Sadly the only time we get a chance to really see this kind of 'exciting' nature is when it's dead - I think barn owls must have had a good year round here though, happily there are some flitting about, especially at crack of dawn (Andy sees them on way to work, I am in bed zzing1)

lettuce said...

thanks for the return visit.
Who'd have thought a dead owl would be still so beautiful?

CAS said...

Yes, sorry to hear about your owl - but I've seen lots of them flitting round rural Oxfordshire, too. It's their plumage, and the patterns on them, which I find particularly fascinating.

CAS xxx

Donna said...

Poor owl :-( He's a fine looking fellow though.

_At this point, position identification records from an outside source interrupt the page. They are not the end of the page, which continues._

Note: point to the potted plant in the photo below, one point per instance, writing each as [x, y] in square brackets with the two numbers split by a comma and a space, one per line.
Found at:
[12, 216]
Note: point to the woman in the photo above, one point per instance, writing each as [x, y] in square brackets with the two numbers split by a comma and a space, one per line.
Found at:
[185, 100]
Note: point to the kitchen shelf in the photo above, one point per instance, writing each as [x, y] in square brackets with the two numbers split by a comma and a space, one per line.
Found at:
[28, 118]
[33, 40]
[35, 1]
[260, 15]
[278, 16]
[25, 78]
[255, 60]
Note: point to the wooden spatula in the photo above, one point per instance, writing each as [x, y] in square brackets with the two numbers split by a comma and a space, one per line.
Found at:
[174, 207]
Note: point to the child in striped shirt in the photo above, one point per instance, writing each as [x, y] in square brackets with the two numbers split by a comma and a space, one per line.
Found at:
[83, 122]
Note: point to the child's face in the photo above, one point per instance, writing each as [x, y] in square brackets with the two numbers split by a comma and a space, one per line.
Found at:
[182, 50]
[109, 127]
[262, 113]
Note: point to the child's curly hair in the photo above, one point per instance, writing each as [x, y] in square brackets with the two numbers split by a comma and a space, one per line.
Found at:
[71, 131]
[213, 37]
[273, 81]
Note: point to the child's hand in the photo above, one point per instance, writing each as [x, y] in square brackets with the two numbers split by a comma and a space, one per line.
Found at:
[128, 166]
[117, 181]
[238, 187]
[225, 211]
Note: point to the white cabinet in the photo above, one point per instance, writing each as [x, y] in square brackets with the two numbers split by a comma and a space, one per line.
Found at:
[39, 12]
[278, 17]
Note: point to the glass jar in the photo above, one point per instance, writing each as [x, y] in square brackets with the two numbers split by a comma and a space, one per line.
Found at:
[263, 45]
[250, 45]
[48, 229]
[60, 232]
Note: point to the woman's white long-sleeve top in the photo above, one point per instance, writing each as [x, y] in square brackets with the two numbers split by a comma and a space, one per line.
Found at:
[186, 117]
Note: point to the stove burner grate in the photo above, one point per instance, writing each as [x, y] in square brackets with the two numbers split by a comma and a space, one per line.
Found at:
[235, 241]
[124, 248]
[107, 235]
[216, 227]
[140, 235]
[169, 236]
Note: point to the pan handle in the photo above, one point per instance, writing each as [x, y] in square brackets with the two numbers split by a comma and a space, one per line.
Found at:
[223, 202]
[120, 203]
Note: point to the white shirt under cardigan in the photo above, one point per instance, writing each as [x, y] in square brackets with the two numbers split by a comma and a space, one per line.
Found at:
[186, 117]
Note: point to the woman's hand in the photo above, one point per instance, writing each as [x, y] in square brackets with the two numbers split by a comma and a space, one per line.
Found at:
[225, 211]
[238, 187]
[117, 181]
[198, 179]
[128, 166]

Your blog is looking good, you've had a nip and tuck too I see :-)

PG said...

Ha, yes, just a little one...still getting my head round html...

Gail said...

Thanks for sharing those pics pg, the owl is stunning, it always amazes me how little owl there actually is under all that plumage ... Sad to see these things dead, but I guess that's nature for you ... ;)
I've seen lots of dead badgers on the roads recently, it's that time of year ... ;)

Joanna said...

What a handsome owl. I love owl pellets so fasinating. I found some in a church yard outside bristol a few years ago, while while gathering some work for an illustration project. I took them to the boy I was working for a nanny for. we had such fun and mounted them all on card. He took it in for his cubs and got an extra badge.

Your owl looks really friendly and what an interesting crow. I thought of you at the weekend when I wanted to bring a whole sheeps skull home. I did not have a bag to put it in which was sad.

PG said...

Ah, what a pity...I would have been tempted to carry the thing home in my arms, scaring the locals...I used to have a rams skull on my doorstep but it got pinched....:(

I think I shall start taking bags out with my when I walk. Just in case.

Joanna said...

Bags are a good thing, I had a rucksack but K would not want it in there with his climbing stuff. I could not really manage it and scamble over rocks so I hid it but we went back a different way.

My mum new this taxidermis(?) who said if she found dead things she would like them, but it might be better to leave them to the creepy crawlies.

PG said...

Joanna, you are a collector after my own heart! I'm glad I'm not the only one who likes to drag dead things home, after minor altercations with walking companion...("WHY can't you put it in your pocket?!")

But you're right, they are the towns and cities of insectdom, and probably best left to dissolve quietly.